No modelo clássico apresentado na década de 80 por um grupo de acadêmicos da Universidade de Harvard, liderados pelo professor Davis, a empresa familiar foi esquematizada em três subsistemas: a família, a propriedade e a empresa. Temos inúmeros exemplos de como os subsistemas interagem entre si e como a ocorrência de um evento num subsistema influencia e/ou interfere no outro.
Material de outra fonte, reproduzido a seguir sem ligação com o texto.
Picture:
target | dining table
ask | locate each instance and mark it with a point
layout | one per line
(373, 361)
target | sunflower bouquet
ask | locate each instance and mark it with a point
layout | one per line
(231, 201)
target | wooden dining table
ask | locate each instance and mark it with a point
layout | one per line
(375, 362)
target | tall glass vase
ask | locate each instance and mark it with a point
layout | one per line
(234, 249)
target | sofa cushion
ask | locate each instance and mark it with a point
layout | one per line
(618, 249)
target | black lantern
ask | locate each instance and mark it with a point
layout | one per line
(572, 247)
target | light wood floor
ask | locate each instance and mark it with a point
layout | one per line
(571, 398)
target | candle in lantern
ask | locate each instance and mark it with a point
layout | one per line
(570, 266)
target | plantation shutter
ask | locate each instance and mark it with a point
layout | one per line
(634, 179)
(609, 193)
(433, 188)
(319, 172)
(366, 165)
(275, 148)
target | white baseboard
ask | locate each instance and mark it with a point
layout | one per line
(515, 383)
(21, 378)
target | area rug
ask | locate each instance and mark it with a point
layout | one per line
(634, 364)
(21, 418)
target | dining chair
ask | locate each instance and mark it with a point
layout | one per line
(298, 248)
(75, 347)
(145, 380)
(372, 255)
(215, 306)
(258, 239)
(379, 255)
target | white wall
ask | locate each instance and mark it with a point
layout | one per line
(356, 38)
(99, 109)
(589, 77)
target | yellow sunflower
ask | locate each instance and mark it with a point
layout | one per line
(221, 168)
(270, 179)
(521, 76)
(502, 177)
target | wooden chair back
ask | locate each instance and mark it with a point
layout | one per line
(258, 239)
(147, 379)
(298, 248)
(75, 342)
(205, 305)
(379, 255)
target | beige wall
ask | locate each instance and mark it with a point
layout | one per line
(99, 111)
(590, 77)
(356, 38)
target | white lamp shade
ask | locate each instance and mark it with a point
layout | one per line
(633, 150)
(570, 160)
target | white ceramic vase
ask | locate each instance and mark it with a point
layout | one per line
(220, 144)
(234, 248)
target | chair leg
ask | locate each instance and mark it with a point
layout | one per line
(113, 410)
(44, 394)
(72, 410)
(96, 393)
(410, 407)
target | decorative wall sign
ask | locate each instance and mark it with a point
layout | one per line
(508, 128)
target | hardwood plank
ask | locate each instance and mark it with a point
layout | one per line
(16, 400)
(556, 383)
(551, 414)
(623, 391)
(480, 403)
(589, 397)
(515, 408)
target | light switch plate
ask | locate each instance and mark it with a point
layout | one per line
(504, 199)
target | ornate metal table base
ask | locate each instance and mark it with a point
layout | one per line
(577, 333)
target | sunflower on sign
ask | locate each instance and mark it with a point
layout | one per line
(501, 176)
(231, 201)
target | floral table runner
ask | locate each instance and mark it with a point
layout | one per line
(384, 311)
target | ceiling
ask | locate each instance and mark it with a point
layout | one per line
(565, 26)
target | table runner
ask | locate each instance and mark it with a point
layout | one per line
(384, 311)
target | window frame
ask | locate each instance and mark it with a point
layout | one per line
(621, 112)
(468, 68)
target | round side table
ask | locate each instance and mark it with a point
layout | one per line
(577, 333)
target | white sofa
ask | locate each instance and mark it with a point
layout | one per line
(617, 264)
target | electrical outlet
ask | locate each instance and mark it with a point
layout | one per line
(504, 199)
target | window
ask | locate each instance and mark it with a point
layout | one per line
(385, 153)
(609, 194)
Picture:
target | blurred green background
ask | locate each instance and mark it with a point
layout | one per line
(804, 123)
A literatura sobre empresas familiares nos traz inúmeros exemplos e casos do entrelaçamento entre o subsistema familiar e subsistema empresa, mas em menor intensidade entre os subsistemas propriedade e família. Vamos focar no caso neste último. Muitos donos de empresas, na maioria das vezes seus fundadores, tiveram apoio inestimável de uma pessoa não membro da família na construção de sua obra. Poderia ser o contador da empresa, o chefe da produção e assim por diante. Foram pessoas que se dedicaram de corpo e alma ao negócio e, provavelmente, sem a inestimável ajuda deles a empresa não seria o que é. São pessoas de confiança que durante décadas compartilharam alegrias, desapontamentos e grandes vitórias com o fundador da empresa. Chega o momento em que o fundador, por justas razões, tem o desejo de premiar seu " braço direito". É um sentimento imbuído de justiça, reconhecimento e altruísmo ter o seu ex-funcionário como sócio da empresa. Mas, em muitos casos, este gesto, ao invés de ser uma recompensa e motivo de satisfação, pode se tornar um enorme problema para ambas as partes.
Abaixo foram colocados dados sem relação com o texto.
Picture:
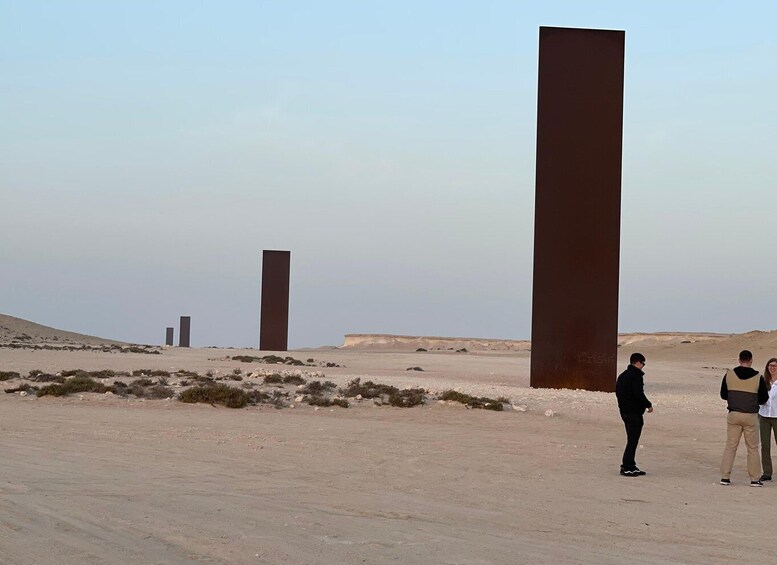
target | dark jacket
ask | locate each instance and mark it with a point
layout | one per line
(744, 401)
(629, 389)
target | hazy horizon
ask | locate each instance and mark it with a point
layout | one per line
(151, 152)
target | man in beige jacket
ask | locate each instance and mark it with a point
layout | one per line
(744, 389)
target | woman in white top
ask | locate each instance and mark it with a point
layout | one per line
(767, 417)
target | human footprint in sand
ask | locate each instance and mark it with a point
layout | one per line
(632, 403)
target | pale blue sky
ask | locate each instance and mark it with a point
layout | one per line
(149, 151)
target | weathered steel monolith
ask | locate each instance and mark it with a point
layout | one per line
(274, 323)
(577, 213)
(184, 333)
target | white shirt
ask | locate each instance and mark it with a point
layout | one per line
(769, 409)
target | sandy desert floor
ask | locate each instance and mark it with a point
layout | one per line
(102, 479)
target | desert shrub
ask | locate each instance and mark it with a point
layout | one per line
(216, 394)
(73, 385)
(104, 374)
(273, 379)
(407, 398)
(293, 380)
(368, 389)
(472, 401)
(47, 378)
(271, 359)
(246, 358)
(142, 382)
(317, 387)
(24, 387)
(159, 391)
(326, 402)
(150, 373)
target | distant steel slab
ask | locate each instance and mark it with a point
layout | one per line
(577, 213)
(274, 323)
(184, 333)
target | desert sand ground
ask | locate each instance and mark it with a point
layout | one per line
(102, 479)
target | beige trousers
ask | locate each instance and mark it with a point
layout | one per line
(740, 424)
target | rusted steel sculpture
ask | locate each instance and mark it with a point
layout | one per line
(274, 323)
(577, 213)
(184, 333)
O impulso emocional, muitas vezes deixa de lado o racional. Cabe ao dono da empresa antes de colocar tal iniciativa em prática conversar com algumas pessoas, como por exemplo com o advogado societário de confiança.
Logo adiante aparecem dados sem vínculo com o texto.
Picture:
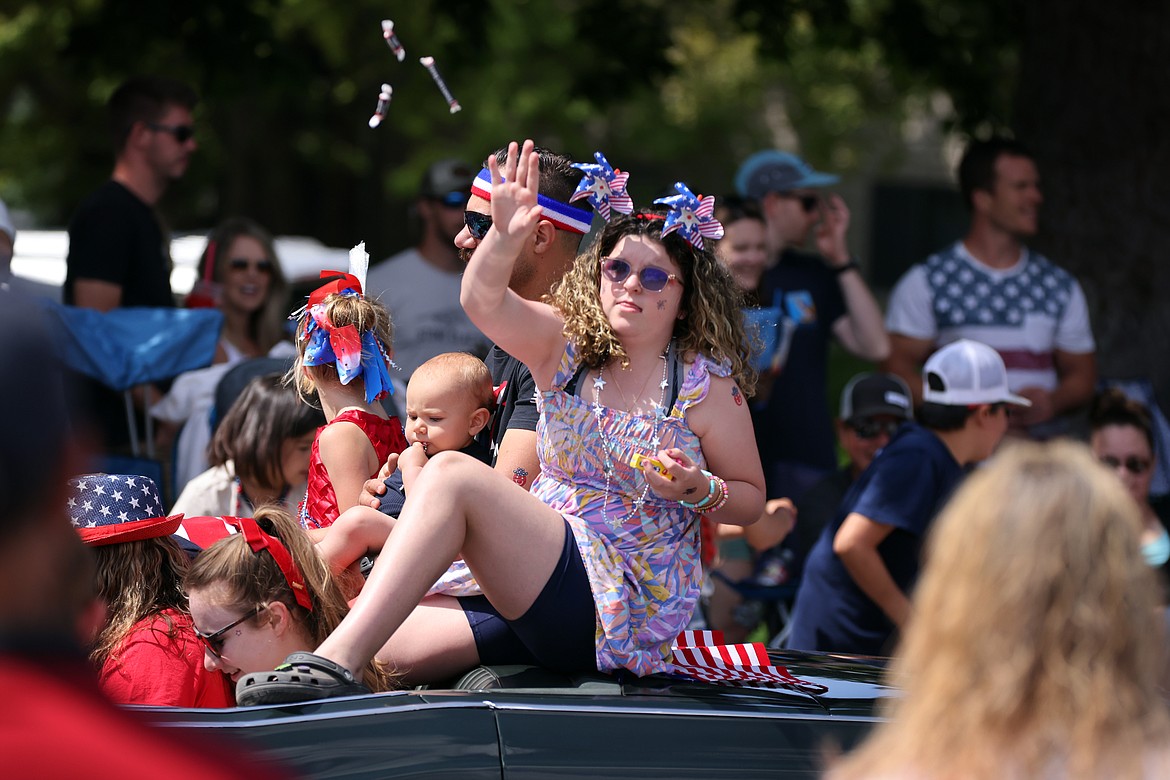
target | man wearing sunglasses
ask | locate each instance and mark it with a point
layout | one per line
(118, 250)
(817, 297)
(420, 285)
(118, 253)
(549, 254)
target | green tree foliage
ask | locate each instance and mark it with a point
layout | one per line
(669, 90)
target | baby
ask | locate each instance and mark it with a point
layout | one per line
(448, 401)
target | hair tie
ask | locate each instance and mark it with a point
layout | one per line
(257, 539)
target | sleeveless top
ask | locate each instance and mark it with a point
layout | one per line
(642, 565)
(318, 510)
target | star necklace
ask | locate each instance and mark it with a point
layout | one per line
(607, 447)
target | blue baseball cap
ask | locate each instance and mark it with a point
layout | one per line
(775, 171)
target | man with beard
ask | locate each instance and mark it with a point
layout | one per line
(420, 285)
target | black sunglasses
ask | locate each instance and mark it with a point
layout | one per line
(242, 264)
(809, 202)
(214, 641)
(652, 277)
(183, 133)
(874, 428)
(477, 223)
(1134, 464)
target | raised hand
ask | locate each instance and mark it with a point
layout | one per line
(515, 212)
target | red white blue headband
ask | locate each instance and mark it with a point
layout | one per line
(563, 215)
(355, 356)
(692, 215)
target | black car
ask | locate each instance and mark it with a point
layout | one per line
(523, 722)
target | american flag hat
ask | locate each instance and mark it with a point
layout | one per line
(115, 508)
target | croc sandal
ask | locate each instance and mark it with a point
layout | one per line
(302, 677)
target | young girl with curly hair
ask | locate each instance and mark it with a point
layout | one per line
(640, 363)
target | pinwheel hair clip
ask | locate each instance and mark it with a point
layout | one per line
(692, 215)
(355, 354)
(605, 187)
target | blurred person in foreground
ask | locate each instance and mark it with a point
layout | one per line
(1040, 663)
(56, 723)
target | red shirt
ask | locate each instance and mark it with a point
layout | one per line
(160, 662)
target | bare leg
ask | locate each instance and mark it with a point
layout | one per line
(356, 531)
(433, 643)
(509, 538)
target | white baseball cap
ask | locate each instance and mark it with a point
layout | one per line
(964, 373)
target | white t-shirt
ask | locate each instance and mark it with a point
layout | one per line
(424, 305)
(1025, 311)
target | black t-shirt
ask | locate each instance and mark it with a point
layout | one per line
(793, 422)
(116, 237)
(515, 401)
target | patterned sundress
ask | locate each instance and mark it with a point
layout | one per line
(642, 566)
(318, 510)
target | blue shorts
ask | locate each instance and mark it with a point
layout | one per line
(557, 632)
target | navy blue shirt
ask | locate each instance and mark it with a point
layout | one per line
(904, 488)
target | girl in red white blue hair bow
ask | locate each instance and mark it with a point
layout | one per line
(344, 344)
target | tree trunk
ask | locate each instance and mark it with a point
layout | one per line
(1094, 105)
A primeira pergunta a ser feita seria: quais as implicações legais em ter o " ex funcionário" como sócio. Provavelmente o Contrato Social da empresa teria que ser reformulado. Cláusulas de distribuição de resultados, retirada da sociedade de um dos sócios, venda e compra de participação societária, falecimento de um dos sócios, direito a voto se a empresa é ou uma limitada ou uma SA de capital fechado entre outros teriam que ser revistos e discutidos. Caso o empresário seja um homem solteiro isto é relativamente simples. Mas quando o dono da empresa é casado e tem uma familia as coisas são um pouco diferentes. A introdução de um novo sócio poderá ter sérias repercussões no subsistema familiar. A família, mesmo estando um pouco afastada dos negócios, provavelmente não irá ver com bons olhos, a figura de um não familiar recebendo uma parte, mesmo por menor que seja, de seu patrimônio. Perguntas surgirão em relação às questões econômicas. Em caso da saída do ex- funcionários da sociedade qual seria o valor que eles receberiam? No que tange à distribuição de lucros qual o valor que teria que ser distribuído. Em caso de falecimento do sócio minoritário quais direitos a sua família teria sobre a empresa?Pode ser também que os herdeiros que já estejam trabalhando na empresa não sintam empatia pelo "ex-funcionário". Qual seria a posição dos colegas do novo sócio da empresa, frente a este gesto de reconhecimento? Não seriam geradas expectativas entre os demais funcionários mais longevos? Não poderia ocorrer uma deterioração do clima de trabalho? Qual seria a postura do " ex funcionários" com chapéu de dono frente à toda equipe de trabalho e empresa como um todo? Este breve panorama nos mostra que gratificar um funcionário com uma participação societária pode ter um efeito bumerangue. É de muita importância que o todo seja muito bem discutido e avaliado no Conselho de Família. Se não houver este conselho formalizado ele deveria ser constituído talvez unicamente para esta finalidade.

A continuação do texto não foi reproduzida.